Cate Le Bon: Reward

Welsh songstress Cate Le Bon is back with a new solo album and her first with her new label Mexican Summer.  On the heels of her critically acclaimed 2018 album Hippo with collaborator Tim Presley (White Fence, Darker My Love, The Nerve Agents, The Strange Boys) under the moniker Drinks, Le Bon strikes out on her own again with Reward, a 43-minute excursion of distinctive melodies and unorthodox arrangements that will have a deep listener in bliss after the first couple of listens.  Le Bon has always challenged her audiences with sounds and compositions not easily assembled. In opposition to the modularity of an Ikea Kallax bookshelf for instance, Le Bon crafts blind dovetail joints of sonic craftsmanship in each of her songs on Reward, which is in fact a true prize for any willing to accept it.  Le Bon’s legato vocal stylings round the ears of even the most acute critics.  Her arrangements recall Slapp Happy and Henry Cow era complexity and unorthodoxy while revising their overt political nature in favor of a more surreal rendering. In an almost Haikiu manner the lead track on the album “Miami” is composed of but 7 lines:

Decorate your own discord, Miami
Never be the same again, no way
Falling skies that people uphold
Move with me
Love neglected by reward,
Okay
Miami…

Her words are undoubtedly poetic and unquestionably her own in style and content.  Beware Reward is anything but a pop album while lyrically resonating in singular fashion.  No song embodies this aesthetic more than “Magnificent Gestures” whose multilayer notation finds the listen caught at a musical crossroads between odd tempos and equally challenging melodies.

Truly I like to dream
Romance is company
Permeates the concrete graft
Puts my head in a car park.”

If you are asking yourself, “what the fuck” then you are not alone.  You are in good company. Embrace the

“…skip, drip, drip, drip
Drip, drip, drip, drip, drip, drip, drip, drip
Drip, drip, drip, drip, drip

It is with each drip that we draw closer to her intention of surreal imagery and scattered lyricism.  The challenge of getting to the heart of her songwriting is never more present.

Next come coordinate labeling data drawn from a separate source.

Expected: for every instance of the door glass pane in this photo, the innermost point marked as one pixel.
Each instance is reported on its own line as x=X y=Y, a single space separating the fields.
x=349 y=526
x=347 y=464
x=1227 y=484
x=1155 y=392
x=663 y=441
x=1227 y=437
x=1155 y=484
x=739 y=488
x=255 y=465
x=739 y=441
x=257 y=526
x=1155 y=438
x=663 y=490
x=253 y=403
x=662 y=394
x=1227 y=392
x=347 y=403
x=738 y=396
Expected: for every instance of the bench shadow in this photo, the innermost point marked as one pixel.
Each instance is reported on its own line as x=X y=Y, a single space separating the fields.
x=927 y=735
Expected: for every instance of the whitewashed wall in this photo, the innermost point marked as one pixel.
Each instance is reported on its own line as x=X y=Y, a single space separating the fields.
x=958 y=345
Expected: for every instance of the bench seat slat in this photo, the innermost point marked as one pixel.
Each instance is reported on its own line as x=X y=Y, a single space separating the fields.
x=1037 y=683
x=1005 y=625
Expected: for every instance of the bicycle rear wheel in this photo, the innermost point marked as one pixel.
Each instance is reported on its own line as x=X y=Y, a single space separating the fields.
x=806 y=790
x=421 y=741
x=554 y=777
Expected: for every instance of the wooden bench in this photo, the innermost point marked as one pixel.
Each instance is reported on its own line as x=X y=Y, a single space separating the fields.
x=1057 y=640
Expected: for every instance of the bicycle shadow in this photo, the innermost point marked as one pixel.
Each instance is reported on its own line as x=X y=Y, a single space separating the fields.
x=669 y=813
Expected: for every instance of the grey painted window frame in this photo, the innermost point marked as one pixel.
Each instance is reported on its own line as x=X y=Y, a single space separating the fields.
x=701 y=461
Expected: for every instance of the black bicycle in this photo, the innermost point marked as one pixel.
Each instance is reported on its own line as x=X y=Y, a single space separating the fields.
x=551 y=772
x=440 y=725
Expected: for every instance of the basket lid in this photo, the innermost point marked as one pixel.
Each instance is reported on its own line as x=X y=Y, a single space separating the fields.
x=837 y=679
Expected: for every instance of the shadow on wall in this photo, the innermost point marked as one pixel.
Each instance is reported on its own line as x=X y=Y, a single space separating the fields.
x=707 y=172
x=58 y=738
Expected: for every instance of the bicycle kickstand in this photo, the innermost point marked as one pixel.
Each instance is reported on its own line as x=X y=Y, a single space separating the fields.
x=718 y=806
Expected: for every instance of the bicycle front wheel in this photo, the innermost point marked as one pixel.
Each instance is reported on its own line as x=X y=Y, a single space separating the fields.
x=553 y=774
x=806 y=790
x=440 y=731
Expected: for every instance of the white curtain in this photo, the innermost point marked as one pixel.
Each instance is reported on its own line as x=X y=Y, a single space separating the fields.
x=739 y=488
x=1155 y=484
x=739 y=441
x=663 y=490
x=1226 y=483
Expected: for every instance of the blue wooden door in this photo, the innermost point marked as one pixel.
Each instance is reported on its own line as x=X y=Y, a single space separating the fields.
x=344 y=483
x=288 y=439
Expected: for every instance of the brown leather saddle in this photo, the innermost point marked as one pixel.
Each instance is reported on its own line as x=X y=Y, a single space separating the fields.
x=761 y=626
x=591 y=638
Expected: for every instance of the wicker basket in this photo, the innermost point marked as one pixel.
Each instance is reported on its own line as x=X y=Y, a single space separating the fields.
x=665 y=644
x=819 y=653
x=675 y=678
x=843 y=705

Finally, Le Bon sends us off with her farewell “Meet the Man”, the final track on the album and an homage of sorts.  She speaks the lyrics in her Welsh toned tongue alongside a repetitive horn sequence:

Back to life, we have no means
Love is good
Love is ancient to me
Love is you
Love is beautiful to me
(Love is)
Love is you.

Love is you. Love is all of us.  Love is the album Le Bon has crafted with care and intentionality that does not get consumed without effort or a love for what she has made for us.  Love does not come easily, it take work and will Reward those willing to put forth the effort.